Once we started thinking about and researching shame in medicine, we realized how significant the topic was – and how far-reaching the consequences for understanding shame dynamics could be. The secrecy and silence around shame, and its impact in medicine, have the potential to cause significant harm. Shame seems to be implicated in multiple issues, such as: health outcomes (who gets sick and why); burn out and stress for clinicians (which seems to be a contemporary problem of epidemic proportions); the training of medical students and their enculturation into medical practice; the current emphasis on individual responsibility in health; and how individuals experience their illnesses; and the power relations inherent in clinical encounters.

Shedding light on shame in healthcare seemed, to both of us, of utmost importance, and putting together a Special Issue of Medical Humanities on the topic of ‘Shame, Stigma and Medicine’ was an exciting opportunity to bring together a diverse and multi-disciplinary group of scholars to reflect on the subject.

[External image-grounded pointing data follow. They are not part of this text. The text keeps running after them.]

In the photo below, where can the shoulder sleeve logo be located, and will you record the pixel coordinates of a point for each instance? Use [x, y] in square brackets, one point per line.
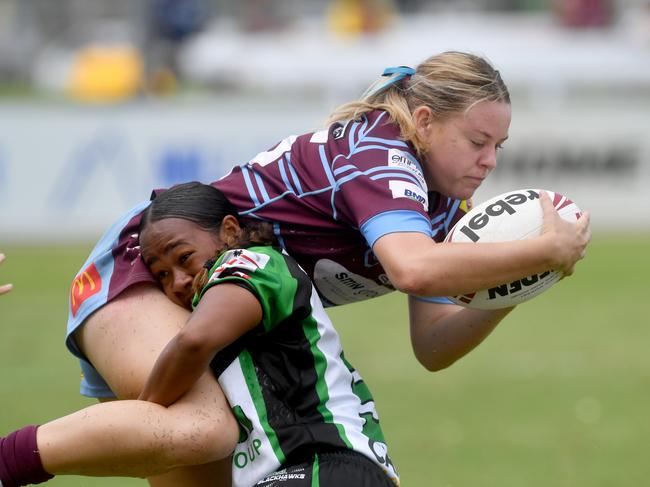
[87, 283]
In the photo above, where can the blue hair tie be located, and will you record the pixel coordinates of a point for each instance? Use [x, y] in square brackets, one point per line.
[395, 75]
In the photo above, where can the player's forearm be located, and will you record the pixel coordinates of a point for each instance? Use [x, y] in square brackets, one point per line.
[419, 267]
[177, 369]
[439, 341]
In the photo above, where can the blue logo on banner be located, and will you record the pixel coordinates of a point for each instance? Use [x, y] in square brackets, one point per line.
[177, 166]
[108, 150]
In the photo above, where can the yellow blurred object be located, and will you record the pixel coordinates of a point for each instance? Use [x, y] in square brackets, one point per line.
[356, 17]
[106, 74]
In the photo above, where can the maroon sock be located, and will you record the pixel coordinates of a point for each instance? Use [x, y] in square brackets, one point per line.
[20, 461]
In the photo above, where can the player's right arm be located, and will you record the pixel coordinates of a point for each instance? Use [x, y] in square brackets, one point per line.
[4, 288]
[417, 266]
[441, 334]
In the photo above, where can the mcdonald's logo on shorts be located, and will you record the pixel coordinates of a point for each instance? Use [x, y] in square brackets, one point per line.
[85, 285]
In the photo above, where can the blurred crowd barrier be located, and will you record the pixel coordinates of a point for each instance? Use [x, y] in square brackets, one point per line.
[66, 174]
[102, 101]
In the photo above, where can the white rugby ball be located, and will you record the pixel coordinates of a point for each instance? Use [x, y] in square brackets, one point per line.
[515, 215]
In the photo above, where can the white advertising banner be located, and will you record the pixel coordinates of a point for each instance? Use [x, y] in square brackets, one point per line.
[67, 172]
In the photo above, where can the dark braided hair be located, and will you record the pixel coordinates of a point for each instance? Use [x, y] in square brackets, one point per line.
[205, 206]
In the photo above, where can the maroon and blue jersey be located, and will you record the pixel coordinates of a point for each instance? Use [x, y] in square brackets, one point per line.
[332, 194]
[329, 196]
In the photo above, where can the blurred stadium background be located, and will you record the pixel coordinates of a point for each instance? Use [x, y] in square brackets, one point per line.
[102, 101]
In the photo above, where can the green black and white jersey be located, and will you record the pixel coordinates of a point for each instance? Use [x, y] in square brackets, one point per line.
[287, 380]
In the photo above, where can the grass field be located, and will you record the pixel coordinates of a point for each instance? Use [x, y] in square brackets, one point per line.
[558, 396]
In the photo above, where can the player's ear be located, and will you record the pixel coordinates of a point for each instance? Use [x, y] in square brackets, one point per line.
[229, 231]
[423, 120]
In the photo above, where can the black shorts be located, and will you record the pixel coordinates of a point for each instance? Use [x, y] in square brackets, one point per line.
[332, 469]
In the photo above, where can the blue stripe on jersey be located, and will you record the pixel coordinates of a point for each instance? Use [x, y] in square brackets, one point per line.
[326, 165]
[294, 174]
[252, 211]
[432, 299]
[342, 169]
[260, 185]
[283, 174]
[278, 235]
[438, 218]
[389, 142]
[394, 221]
[364, 132]
[102, 257]
[249, 185]
[395, 175]
[452, 212]
[351, 140]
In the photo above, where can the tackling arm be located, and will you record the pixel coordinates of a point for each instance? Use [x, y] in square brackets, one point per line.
[443, 333]
[225, 313]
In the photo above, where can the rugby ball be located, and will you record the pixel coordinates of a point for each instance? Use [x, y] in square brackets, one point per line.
[515, 215]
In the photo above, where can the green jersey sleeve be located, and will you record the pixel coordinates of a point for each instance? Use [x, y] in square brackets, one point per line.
[263, 271]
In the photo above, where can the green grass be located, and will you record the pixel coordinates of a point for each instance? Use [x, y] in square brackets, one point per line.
[558, 395]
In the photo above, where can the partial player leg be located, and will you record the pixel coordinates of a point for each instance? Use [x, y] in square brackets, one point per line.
[122, 340]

The result is an issue that demonstrates the complex, multi-faceted and far-reaching scope of shame in medicine. While diverse in nature, the papers in the issue collectively demonstrate that shame has a vital yet frequently unheeded relationship with bodies, minds and medicine, an association that is often damaging. While there are so many rich insights to be gleaned from this collection of articles, what is evident is that there is so much more to say—that we are only beginning to scratch the surface.